Arriviamo alla chiesetta degli alpini, a quota 1340 m s.l.m, monte Giano è ancora lontano, ma il profumo è molto più intenso. Entra nelle nostre narici, fin nei polmoni, in circolo con il sangue, dal cuore fino al cervello. Una sensazione forte. Potente. Di trasformazione. Un po’ come il “fogliame” nel compito ancestrale e perenne di inumidire e rivestire la terra. Così noi, nel compito perenne di amare, proteggere e sussultare ad ogni folata di vento, per ascendere e nel contempo rinascere. Sentirsi pronti alla gemmazione per il futuro di ogni seme.

Superiamo la chiesetta, ci sentiamo diversi. Qualcosa è accaduto dentro di noi. Non sappiamo cosa, ma sentiamo che siamo diversi. Ben oltre il sopraggiungere delle nuove gemme. Percepiamo il passaggio delle consegne tra il passato e il presente degli alberi che verranno, delle persone che verranno, di noi stessi, a seconda della specie, dell’età, della temperatura imprevedibile, dei cambiamenti climatici, della siccità o piovosità. Noi siamo il passaggio delle consegne, gli elfi di una nuova vita, il fogliame di un nuovo mondo fatto solo di amore.

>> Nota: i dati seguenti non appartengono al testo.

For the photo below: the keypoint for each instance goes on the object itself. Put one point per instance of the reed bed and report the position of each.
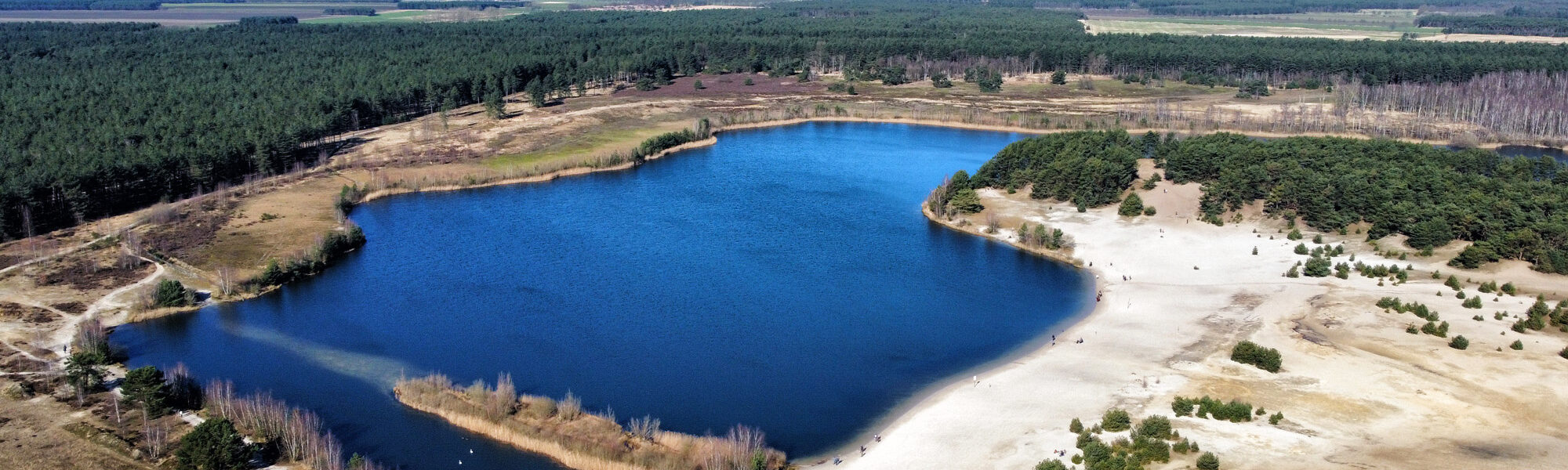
(579, 439)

Il “fogliame”, spentisi i suoi bagliori, allo scemare della sua breve esibizione più clamorosa, prosegue in forme più tacita, umili e discrete. Come noi, si prolunga, nella indifferenza dei più (che continuano ad avvelenare il pianeta, ad uccidere i fratelli e violentare le sorelle) attraversando l’inferno e poi il nuovo anno. Allora, si assumono nuovi significati, senza mai abbandonare l’essenza della guarigione, fatta di amore puro “per la femmina mia” che è la donna – madre del mondo, che protegge con la vita la vita che ha generato, che è amore.

Orami siamo in vetta. C’è vento forte. Siamo sudati e accaldati. Facciamo il selfie di rito vicino alla croce posta sulla sommità, poi cerchiamo un riparo. Ci cambiamo le maglie fradice guardando le valli circostanti. La natura è amore. L’amore che senti. L’amore che ti fa essere diverso, ti fa rispettare sorella acqua e ringraziare fratello sole. Prendiamo i termos, caffè, tè, cioccolato, frutta secca. Abbiamo anche due mandarini è un grappolo di uva spina. Quanto amore in questa sosta d’altura. Poi il miracolo della guarigione. Prendiamo il cellulare per inviare alcuni messaggi alla famiglia e…

E…riusciamo a leggere e scrivere senza usare gli occhiali. Senza allungare il braccio ad una metro dagli occhi. Non ci sembra possibile. Leggiamo i messaggi. Inviamo messaggi. Senza uso degli occhiali. Qui, sul monte Giano ci è tornata la vista. Ci guardiamo, ci battiamo il cinque. Ci abbracciamo. Abbiamo compreso che l’amore, l’essenza dell’amore è una medicina meravigliosa, ti cura il corpo ma più di tutto ti cura il cuore, ti rende felice. La felicità che cade per rinascere ed essere pronti ad una nuova vita fatta di accoglienza, dono e solidarietà.

“Fogliame” essenza divina di guarigione e amore che si ripete ogni anno, ogni giorno, ogni momento, siamo noi a dover essere pronti per cogliere questi momenti magici e incantati, fatti di colori dal giallo luminoso al rosso fuoco.